La Consulta ha innanzitutto ribadito la propria giurisprudenza secondo cui previsioni sanzionatorie rigide non appaiono in linea con il volto costituzionale del sistema penale, risultando «”indiziate” di illegittimità costituzionale». Ha però precisato che, nel caso della fuga del conducente, la pena minima di tre anni di reclusione che la norma censurata richiede comunque di applicare, «non può non essere riconosciuta ragionevolmente proporzionata», anche perché non suscettibile, per effetto dell’eventuale riconoscimento delle attenuanti, «di condurre, nella prassi applicativa, a risultati sanzionatori palesemente eccessivi rispetto alla gravità dell’illecito commesso».

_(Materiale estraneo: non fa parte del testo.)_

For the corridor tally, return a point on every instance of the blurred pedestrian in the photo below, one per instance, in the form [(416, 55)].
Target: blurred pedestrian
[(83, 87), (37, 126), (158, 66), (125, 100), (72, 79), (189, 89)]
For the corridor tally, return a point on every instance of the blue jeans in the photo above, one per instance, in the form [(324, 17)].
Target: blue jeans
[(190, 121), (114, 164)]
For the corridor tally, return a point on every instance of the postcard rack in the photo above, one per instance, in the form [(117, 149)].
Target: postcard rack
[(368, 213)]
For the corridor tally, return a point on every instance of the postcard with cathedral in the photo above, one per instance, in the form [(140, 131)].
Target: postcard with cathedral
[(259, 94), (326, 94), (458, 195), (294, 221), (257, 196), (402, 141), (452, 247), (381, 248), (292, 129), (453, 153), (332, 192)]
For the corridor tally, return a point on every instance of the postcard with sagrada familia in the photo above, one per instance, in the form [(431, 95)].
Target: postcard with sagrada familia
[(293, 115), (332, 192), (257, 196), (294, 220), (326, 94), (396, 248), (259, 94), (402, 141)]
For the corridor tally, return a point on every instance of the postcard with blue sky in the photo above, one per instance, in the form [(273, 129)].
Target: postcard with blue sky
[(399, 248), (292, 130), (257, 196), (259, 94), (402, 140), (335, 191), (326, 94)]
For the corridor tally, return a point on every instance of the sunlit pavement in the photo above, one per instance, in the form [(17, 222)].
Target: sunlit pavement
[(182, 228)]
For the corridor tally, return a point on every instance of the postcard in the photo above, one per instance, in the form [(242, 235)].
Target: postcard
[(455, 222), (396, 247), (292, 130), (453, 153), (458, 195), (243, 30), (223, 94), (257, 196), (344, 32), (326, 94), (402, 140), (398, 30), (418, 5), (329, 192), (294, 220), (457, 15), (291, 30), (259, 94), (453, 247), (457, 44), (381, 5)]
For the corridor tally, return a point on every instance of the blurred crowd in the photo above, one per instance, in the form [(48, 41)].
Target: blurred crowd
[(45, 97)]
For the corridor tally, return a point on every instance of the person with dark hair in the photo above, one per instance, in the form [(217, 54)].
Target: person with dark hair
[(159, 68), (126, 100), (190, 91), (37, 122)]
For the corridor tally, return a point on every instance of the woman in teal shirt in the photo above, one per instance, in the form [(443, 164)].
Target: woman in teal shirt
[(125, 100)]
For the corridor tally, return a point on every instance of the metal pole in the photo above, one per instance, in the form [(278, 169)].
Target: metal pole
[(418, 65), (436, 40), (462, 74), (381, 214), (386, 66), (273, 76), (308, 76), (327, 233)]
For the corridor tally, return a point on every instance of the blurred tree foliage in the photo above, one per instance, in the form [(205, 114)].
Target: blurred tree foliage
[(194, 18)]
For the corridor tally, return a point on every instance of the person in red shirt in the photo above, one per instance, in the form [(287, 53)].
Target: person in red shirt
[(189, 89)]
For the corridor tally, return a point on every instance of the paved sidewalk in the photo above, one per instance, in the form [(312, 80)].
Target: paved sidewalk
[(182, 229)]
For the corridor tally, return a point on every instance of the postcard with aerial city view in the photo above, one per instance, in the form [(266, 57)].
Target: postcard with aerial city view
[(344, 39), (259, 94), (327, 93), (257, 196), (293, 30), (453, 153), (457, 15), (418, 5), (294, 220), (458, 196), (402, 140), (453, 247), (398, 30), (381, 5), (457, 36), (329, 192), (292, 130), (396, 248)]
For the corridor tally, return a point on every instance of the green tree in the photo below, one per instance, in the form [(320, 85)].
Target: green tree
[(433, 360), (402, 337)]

La Corte ha quindi concluso precisando che «la scelta di approntare una soglia minima di tre anni da applicare alla fuga del conducente» trova anche giustificazione in termini sistematici nel quadro del complessivo intervento realizzato dalla legge n. 41/2016, volto «a inasprire il trattamento sanzionatorio per le condotte che, attraverso la violazione delle regole della circolazione stradale, offendono l’incolumità personale e la vita».
In mancanza della soglia minima dei tre anni, infatti, «il calcolo di convenienza potrebbe indurre il conducente a scegliere la fuga», sia nella fattispecie base delle lesioni (perché a fronte del modesto aumento di pena si sarebbe evitato il coinvolgimento nella causazione dell’incidente), sia nell’ipotesi di lesioni gravi causate in caso di guida in stato di ebbrezza alcolica (oltre una certa soglia di tasso alcolemico) o sotto l’effetto di stupefacenti.